God, he loved her so much it sucked the life out of him.

He plopped down on the chair across from her, next to the fireplace, with his back to the dining room. He’d loved growing up in Baltimore. This big, old, row house with its uneven wood floors and circular staircase had been his father’s pride and joy, having restored much of it with his own two hands.

Savanah’s smile quickly turned into a frown. “What’s wrong?” she asked.

“We need to talk,” he said, staring at her, trying to push the mirage of her and a future he couldn’t fathom. His father had told him that some people are just intuitive to others and that Chad was sensitive to other people’s emotions. His father always listened when Chad had one of his visions about something, like dreaming about the day he’d been drafted by the Naval Academy. It wasn’t the only school that had wanted him.

But it was the only one he could see himself at.

Most literally.

And now he could see himself with Savanah.

Only, he couldn’t live this way. He couldn’t deal with the visions and knowing things about people, especially when the negative feelings and pending doom overwhelmed him. He’d decided that it was loving someone that brought this out in him.

He didn’t want it.

And he couldn’t have love.

Love destroyed everything.

Her frown grew deeper as lines appeared on her normally smooth forehead. Her blue eyes were like looking into the ocean lapping against the shore.

She shoved the piece of paper across the coffee table.

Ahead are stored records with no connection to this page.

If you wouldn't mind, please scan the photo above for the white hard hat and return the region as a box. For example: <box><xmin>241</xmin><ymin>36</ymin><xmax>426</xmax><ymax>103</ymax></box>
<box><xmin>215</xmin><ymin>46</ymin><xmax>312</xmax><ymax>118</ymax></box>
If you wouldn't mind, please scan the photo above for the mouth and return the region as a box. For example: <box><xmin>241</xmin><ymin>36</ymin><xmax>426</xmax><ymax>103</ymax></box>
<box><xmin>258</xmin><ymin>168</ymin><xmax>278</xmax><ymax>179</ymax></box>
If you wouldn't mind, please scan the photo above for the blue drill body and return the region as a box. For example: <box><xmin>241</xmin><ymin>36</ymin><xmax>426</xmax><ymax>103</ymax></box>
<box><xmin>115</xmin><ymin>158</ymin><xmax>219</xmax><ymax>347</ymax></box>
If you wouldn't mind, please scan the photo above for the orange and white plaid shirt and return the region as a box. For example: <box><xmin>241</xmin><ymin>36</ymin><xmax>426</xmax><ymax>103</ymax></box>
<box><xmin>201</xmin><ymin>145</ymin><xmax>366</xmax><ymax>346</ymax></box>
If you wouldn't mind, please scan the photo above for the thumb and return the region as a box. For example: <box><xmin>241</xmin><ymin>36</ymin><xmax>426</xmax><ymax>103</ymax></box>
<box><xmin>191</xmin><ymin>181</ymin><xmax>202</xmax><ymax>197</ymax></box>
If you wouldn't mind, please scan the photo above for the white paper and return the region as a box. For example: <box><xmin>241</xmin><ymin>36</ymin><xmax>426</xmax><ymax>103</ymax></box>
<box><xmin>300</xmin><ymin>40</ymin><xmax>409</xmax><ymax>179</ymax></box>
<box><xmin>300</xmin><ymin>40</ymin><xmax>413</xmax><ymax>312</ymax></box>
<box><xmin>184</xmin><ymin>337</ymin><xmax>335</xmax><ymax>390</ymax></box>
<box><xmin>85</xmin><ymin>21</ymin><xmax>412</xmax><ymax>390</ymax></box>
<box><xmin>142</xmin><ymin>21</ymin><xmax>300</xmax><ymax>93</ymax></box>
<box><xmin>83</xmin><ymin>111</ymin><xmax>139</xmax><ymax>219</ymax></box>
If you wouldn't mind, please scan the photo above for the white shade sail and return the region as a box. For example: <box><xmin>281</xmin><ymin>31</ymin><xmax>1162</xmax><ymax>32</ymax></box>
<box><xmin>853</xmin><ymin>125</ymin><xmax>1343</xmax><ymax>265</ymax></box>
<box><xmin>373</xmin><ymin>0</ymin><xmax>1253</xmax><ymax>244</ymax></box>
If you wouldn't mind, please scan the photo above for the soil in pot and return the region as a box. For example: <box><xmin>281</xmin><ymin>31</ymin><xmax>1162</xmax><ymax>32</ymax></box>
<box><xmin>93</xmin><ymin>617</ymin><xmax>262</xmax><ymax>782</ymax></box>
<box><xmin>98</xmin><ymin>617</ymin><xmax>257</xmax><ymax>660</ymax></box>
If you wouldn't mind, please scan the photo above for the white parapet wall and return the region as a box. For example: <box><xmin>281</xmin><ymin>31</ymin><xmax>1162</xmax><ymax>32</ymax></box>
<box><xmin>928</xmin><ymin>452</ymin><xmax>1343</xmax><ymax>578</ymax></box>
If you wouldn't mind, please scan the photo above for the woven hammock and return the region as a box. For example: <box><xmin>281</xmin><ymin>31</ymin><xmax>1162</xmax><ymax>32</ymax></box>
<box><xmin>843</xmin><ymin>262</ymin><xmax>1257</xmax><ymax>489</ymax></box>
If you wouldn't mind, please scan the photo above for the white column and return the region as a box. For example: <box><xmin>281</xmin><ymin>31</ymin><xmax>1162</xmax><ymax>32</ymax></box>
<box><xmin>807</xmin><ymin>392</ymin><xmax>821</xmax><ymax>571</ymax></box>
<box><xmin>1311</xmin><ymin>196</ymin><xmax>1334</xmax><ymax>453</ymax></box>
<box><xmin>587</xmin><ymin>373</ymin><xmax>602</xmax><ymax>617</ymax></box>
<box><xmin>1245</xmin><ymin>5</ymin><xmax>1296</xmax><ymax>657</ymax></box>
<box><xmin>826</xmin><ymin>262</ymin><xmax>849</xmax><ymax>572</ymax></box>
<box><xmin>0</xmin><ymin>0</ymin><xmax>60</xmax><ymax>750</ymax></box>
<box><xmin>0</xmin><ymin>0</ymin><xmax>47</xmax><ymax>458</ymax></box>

He didn’t even have to read it. He knew she’d seen everything that happened at the coffee shop, but he would ignore the facts, call her a liar, break her heart, and walk away.

At least he wouldn’t have to know when bad things would happen to her anymore.

“Stop fighting this,” she said with narrowed eyes. “I watched you stop the boy from landing on his head. I saw what you wrote on the napkin.”

He arched a brow. “You must have followed me,” he said matter-of-factly. “Or had someone, like one of your sister’s spy on me.”